The Tale of King Crab (Re Granchio) is a 2021 drama film directed by Alessio Rigo de Righi and Matteo Zoppis. The film was shown in the Directors' Fortnight section at the 2021 Cannes Film Festival.

==Plot summary==
In late 19th-century Italy, a young drunkard named Luciano is angered after the local prince blocks a gateway commonly used by civilians. Luciano breaks the gate open and is later confronted by soldiers, who beat him.

Luciano finds a golden necklace in a body of water and gifts it to Emma, whom he has begun a romance with, much to the dismay of her father, Severino. Upon learning of an apparent romantic entanglement between Emma and the prince, Luciano confronts Emma in the presence of the prince before angrily storming off.

After failing to dissuade Luciano from pursuing Emma, Severino recruits the two soldiers from earlier to kill Luciano, who survives but falls unconscious in the woods. During a religious procession in town, the two soldiers lead Emma to the gateway from the beginning, claiming the prince requested her presence. Instead, the two of them corner and rape her.

Meanwhile, Luciano awakens and makes his way back to town. In an act of spite against the prince, he sets fire to the gateway, not knowing Emma is inside, accidentally killing her. Luciano is spared prison in favor of exile to Argentina.

Five years later, in Argentina, a group of gold-seekers is in pursuit of a priest and the treasure he is after. They find and capture the priest, who—unbeknownst to the group—is actually Luciano posing as a priest, and he shows them his unusual method of treasure-hunting: placing a crab on the ground and walking whichever direction it leads him.

Luciano is freed by one of the men after agreeing to share the treasure with him, and the two of them secretly split from the group.

After much searching, the two men share a drink, at which point, the gold-seeker correctly deduces that Luciano is not really a priest. Luciano explains that he had come across a dying priest who, in exchange for a proper burial, gave him a journal detailing the legend of the treasure's location and an Indigenous myth about a secluded crab lagoon, which Luciano believes to be connected.
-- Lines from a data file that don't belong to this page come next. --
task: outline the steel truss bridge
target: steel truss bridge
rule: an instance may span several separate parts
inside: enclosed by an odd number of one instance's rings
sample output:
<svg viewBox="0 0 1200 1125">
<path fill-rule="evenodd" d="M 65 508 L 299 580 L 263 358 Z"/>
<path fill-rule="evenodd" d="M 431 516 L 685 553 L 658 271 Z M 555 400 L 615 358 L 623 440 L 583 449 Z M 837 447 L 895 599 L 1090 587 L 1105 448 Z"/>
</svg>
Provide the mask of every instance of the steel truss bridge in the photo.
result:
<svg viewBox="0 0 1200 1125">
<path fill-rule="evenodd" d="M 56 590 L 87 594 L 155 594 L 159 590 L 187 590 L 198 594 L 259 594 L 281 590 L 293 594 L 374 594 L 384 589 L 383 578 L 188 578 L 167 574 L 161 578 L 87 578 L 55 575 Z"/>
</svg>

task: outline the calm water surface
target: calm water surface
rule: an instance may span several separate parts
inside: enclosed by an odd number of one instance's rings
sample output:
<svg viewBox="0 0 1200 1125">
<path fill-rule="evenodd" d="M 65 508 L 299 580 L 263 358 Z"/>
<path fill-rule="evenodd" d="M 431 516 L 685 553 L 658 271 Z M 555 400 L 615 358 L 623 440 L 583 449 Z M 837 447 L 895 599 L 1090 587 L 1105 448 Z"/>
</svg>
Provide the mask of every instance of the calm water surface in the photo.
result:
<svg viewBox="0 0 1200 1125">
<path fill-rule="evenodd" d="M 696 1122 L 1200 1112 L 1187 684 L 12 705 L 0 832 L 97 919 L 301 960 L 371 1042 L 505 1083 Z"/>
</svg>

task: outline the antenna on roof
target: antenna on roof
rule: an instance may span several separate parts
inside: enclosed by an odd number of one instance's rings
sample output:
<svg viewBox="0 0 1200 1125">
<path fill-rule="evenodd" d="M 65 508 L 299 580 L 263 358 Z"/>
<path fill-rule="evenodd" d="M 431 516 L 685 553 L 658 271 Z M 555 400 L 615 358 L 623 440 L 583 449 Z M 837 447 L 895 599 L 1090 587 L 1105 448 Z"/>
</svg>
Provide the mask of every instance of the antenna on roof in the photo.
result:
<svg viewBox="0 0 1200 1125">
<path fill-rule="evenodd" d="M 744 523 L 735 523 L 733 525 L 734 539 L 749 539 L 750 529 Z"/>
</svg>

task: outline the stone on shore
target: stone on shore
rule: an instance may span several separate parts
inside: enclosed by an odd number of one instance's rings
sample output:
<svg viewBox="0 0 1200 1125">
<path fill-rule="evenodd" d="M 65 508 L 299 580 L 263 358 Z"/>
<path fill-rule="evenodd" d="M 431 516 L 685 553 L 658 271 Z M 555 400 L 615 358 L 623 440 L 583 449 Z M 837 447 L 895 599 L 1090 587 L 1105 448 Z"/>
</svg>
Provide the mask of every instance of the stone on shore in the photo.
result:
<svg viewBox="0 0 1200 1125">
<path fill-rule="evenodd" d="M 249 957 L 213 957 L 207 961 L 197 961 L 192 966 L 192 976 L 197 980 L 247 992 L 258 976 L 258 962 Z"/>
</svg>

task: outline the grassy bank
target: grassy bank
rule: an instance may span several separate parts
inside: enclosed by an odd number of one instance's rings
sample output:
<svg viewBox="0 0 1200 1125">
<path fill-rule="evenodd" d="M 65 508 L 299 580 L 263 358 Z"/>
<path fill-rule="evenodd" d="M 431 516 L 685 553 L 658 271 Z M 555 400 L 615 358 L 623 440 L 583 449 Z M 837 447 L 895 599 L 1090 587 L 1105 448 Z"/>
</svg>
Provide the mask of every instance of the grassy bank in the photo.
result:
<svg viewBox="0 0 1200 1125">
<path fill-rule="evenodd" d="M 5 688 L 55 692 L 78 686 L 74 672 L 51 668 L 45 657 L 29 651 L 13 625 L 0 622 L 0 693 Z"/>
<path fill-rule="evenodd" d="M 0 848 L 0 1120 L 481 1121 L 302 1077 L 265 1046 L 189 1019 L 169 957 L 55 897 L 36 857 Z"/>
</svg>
As Luciano finishes his story, one of the treasure-hunters they left behind manages to find them, killing the crab, shooting Luciano, and initiating a standoff. Luciano successfully kills the returning treasure-hunter, but only after his own partner has been killed, leaving Luciano the sole survivor.

With no crab to guide him, Luciano wanders aimlessly, wounded and distraught. Miraculously, he stumbles across the fabled lagoon, filled with crabs and surrounded by mountains on all sides. The film ends with a shot of Luciano and Emma, back in Italy, wading together in a body of water.

==Cast==
- Gabriele Silli
- Maria Alexandra Lungu
- Ercole Colnago
- Bruno di Giovanni

==Production==
The film was shot in Italy and Argentina. The film's story is based on the legend of a man who lived from the late 1800s to the early 1900s.

==Reception==
On review aggregator website Rotten Tomatoes, the film has an approval rating of 90%, based on 42 reviews. On Metacritic, the film has a weighted average score of 73 out of 100, based on 13 critics, indicating "generally favorable reviews".

In a positive review for the Los Angeles Times Robert Abele wrote "There are times when The Tale of King Crab seems like it could have been made in the silent era, so dedicated are Rigo de Righi and Zoppis to the simple, dramatic power of what they choose to show us. Their characters search for love, justice and gold while the filmmakers make clear what they treasure: ageless tales like these." The film was a critic's pick in The New York Times. Glenn Kenny wrote "The movie's depictions of landscapes both sere and fertile, and its all-but-palpable portrayals of isolation, have echoes of the best work of Werner Herzog and Lucrecia Martel. But de Righi and Zoppis here show more genuine affinity than affected influence; they're moviemakers worth keeping an eye on."